Limelight Hotel Ketchum receives LEED Silver Certification

US: The Limelight Hotel Ketchum has been awarded LEED Silver certification by the U.S. Green Building Council

The Limelight Hotel Ketchum, which is located in downtown Ketchum, Idaho, has been awarded LEED Silver certification by the U.S. Green Building Council (USGBC).

The Limelight opened in December of last year. It houses 99 hotel rooms and 14 for-sale residences. Throughout the building process, the teams implemented various sustainable features and practices in order to obtain the LEED certification.

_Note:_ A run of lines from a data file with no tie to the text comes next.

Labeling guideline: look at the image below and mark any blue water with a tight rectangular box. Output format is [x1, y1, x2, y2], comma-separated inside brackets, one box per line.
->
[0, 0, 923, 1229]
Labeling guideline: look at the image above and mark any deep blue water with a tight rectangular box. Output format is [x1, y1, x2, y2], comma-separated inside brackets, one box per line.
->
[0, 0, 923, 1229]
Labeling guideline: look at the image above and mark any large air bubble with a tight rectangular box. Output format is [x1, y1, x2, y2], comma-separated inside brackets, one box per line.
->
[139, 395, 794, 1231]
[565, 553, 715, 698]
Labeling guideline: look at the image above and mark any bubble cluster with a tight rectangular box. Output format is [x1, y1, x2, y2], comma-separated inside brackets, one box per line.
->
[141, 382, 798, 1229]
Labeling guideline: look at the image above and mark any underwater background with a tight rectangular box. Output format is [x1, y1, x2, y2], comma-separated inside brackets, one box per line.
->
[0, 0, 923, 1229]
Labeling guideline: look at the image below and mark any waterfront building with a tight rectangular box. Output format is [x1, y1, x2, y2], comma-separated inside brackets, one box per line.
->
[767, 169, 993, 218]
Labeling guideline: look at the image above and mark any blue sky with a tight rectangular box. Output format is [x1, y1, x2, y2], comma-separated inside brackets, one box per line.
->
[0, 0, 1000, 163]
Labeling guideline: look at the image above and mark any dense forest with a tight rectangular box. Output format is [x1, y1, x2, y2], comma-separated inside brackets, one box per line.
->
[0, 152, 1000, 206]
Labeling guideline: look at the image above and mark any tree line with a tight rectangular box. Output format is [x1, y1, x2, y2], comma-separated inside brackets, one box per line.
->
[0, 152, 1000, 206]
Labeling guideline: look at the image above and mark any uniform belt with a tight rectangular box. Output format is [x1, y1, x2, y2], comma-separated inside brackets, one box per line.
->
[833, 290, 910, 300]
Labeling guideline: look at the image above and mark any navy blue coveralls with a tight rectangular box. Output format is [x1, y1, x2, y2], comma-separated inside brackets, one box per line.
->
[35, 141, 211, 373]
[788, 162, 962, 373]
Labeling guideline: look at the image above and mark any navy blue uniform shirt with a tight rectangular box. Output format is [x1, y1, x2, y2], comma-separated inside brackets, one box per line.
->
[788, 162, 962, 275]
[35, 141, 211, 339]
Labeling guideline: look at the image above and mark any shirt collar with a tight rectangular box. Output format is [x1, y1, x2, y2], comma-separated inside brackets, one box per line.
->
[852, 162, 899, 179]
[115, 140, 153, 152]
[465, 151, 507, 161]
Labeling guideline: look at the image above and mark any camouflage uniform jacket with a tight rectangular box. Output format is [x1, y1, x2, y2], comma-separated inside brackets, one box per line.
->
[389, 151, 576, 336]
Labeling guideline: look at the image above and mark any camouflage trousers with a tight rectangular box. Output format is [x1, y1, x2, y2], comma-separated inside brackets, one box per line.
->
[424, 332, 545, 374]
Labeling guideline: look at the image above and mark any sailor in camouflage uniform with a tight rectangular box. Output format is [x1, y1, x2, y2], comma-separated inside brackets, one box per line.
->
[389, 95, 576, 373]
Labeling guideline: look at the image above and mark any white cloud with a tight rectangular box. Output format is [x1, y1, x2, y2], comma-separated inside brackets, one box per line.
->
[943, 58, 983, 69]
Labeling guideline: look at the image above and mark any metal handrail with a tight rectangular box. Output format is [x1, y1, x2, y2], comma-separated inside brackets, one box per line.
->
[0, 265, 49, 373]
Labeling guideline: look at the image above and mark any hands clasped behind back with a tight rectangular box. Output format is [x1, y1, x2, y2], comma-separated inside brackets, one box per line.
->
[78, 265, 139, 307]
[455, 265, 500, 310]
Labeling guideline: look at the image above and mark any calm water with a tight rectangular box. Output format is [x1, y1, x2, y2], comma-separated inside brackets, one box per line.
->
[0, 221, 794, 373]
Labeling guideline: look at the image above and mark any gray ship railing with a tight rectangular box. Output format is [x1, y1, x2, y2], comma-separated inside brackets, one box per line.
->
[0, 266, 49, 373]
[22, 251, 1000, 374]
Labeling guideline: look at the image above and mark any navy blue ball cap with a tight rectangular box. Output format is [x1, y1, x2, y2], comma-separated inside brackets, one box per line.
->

Mark Vogele, project manager, Limelight Hotel Ketchum said: “To the town’s credit, LEED Silver was a requirement of the project. So we’re not bragging about that, we had to do it. What we’re proud of is where we went above and beyond code, above and beyond LEED. We focused on energy efficiency because that’s by far the most important piece of green building. We have R 42 walls and an R-70 roof, which is insane. We have double pane, low-e windows that have whole-window U value of .45. We have advanced mechanical systems with condensing gas boilers tied to a building automation system that turns off the heat when guest leave the room. It’s a really, really good building.”

The glass used in building utilises a heat-rejecting technology to block solar gain and reduce air conditioning needs in the summer. Built-in shades help with this process.

Vogele added: “One of the coolest things about the whole project is that we capture 100% of stormwater and process it onsite-that means we filter it and send it directly into the ground without entering the municipal storm system, where it would have dragged in pollutants.”

Other sustainably conscious hotel operations include using environmentally safe cleaning supplies, placing glasses in all bathrooms rather than plastic, as well as using soap, shampoo and lotion refillable dispensers rather than the traditional 1.5 oz bottles. The restaurant seeks to source 10-15% of ingredients locally and works to stock canned beverages in the kitchen rather than bottles due to the lack of glass recycling in the region.